Clinical: Nonencapsulated species/strains do not usually cause sepsis, but encapsulated species/strains do. Some also produce IgA1 protease, facilitating mucosal colonization. Use of a conjugated vaccine to capsular antigens (polyribitol phosphate (PRP)) has dramatically reduced the incidence of significant infection (esp. Haemophilus influenzae).
- Normal: Usually found on mucous membranes of humans; typically colonize the upper respiratory tract within the first months of life.
- Abnormal: Commonly cause otitis media, sinusitis, conjunctivitis, bronchitis, and pneumonia; less commonly but significantly cause meningitis, endocarditis, epiglottitis, arthritis, or cellulitis.

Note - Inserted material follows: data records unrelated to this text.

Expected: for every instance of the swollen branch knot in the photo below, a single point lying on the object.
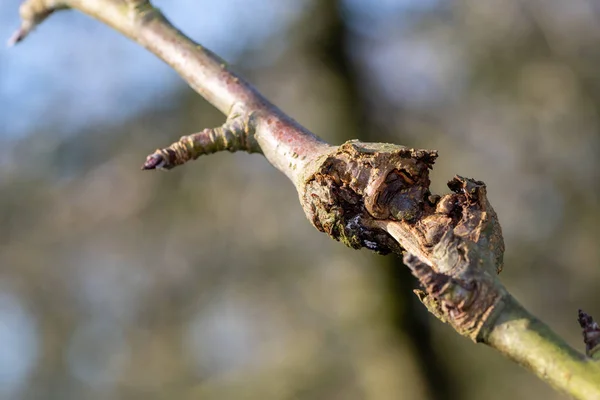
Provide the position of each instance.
(357, 184)
(236, 134)
(466, 302)
(591, 335)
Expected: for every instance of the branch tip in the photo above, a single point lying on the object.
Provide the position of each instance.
(154, 161)
(591, 334)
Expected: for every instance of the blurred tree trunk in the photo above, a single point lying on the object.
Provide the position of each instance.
(410, 317)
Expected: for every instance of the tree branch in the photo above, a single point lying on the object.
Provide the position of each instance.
(371, 195)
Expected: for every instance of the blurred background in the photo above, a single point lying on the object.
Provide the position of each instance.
(207, 282)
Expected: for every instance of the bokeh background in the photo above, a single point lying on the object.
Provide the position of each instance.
(207, 282)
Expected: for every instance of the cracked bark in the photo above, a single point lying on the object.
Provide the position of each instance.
(372, 195)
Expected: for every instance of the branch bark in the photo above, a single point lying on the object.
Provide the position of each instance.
(372, 195)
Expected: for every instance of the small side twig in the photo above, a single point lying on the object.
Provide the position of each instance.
(236, 134)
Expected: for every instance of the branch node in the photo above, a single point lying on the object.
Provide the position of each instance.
(236, 134)
(591, 334)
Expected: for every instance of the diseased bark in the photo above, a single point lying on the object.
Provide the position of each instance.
(372, 195)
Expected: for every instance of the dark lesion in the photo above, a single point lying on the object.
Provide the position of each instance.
(362, 182)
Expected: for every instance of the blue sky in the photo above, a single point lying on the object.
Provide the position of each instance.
(97, 75)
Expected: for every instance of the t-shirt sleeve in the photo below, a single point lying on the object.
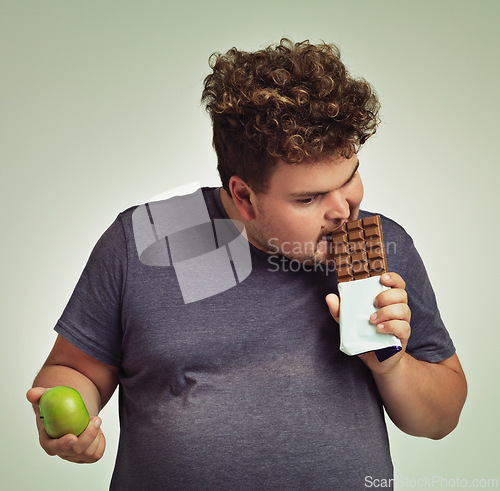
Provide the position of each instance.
(429, 340)
(91, 320)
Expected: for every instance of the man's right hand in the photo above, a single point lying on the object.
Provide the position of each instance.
(84, 449)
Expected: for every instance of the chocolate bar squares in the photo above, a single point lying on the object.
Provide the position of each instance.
(358, 248)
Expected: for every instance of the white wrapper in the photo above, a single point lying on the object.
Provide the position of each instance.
(357, 334)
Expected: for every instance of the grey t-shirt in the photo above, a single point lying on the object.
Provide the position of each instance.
(244, 389)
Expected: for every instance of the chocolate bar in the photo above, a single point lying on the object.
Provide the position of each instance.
(358, 248)
(359, 252)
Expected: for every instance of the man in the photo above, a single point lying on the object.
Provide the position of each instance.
(242, 385)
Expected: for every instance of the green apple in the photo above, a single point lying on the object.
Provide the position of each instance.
(63, 411)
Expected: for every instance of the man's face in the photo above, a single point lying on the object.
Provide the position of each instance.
(304, 203)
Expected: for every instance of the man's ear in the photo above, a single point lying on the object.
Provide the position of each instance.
(242, 197)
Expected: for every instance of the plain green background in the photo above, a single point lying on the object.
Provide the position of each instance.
(99, 110)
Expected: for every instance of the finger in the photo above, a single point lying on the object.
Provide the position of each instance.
(33, 395)
(91, 454)
(388, 297)
(392, 280)
(333, 303)
(398, 311)
(398, 328)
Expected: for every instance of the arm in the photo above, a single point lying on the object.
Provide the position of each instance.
(96, 382)
(422, 399)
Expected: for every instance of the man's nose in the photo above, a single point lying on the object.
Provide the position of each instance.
(338, 207)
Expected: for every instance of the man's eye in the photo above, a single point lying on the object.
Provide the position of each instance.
(307, 201)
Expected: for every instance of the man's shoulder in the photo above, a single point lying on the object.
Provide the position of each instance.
(196, 201)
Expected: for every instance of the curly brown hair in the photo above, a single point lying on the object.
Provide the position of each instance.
(289, 102)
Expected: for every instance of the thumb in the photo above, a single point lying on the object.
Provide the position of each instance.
(333, 303)
(33, 395)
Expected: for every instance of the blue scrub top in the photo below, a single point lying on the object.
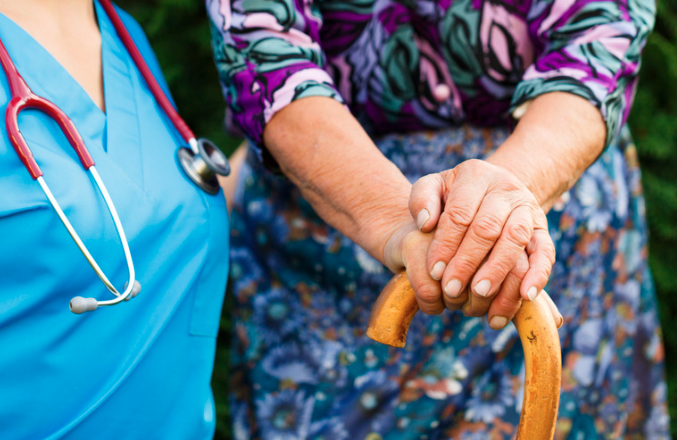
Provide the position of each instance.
(140, 369)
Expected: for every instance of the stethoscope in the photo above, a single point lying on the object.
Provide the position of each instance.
(201, 162)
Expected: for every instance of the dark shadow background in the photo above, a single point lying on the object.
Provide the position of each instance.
(179, 32)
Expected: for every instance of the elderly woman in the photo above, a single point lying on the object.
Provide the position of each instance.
(353, 101)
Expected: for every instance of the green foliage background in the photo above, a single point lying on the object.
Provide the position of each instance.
(179, 33)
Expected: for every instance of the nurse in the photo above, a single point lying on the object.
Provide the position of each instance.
(140, 369)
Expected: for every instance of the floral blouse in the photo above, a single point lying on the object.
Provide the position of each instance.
(403, 65)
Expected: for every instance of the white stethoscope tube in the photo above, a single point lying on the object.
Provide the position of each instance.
(80, 304)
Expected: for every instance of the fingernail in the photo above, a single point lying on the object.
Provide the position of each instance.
(438, 270)
(532, 293)
(422, 218)
(453, 288)
(498, 322)
(482, 288)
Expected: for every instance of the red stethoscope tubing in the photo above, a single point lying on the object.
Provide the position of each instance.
(180, 125)
(24, 98)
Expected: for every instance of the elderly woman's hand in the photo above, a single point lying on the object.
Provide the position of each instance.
(407, 247)
(485, 219)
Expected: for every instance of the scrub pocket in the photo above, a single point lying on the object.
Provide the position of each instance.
(206, 313)
(210, 290)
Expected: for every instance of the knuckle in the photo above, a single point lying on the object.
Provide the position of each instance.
(464, 265)
(500, 267)
(488, 227)
(519, 233)
(460, 216)
(520, 269)
(550, 252)
(428, 295)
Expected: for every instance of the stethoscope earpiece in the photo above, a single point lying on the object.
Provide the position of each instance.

Resistance: About 30% of H. influenzae are resistant to ampicillin. Most H. ducreyi are susceptible to erythromycin, its recommended treatment.
Morphology: Typically are small Gram- rods, but may be pleomorphic and appear filamentous or coccobacillary.
Growth characteristics: Most species require growth media supplemented with either/both: 1) Hemin (X factor), 2) Nicotinamide adenine dinucleotide (NAD, V factor). Usually chocolate agar is used, as blood agar contains NAD inhibitors. CSF specimens should be >=1mL for microscopy, culture, and antigen detection.
Common/important pathogens:
- Actinobacillus actinomycetemcomitans (strictly speaking it is in genus Haemophilus, but remains traditionally in Actinobacillus)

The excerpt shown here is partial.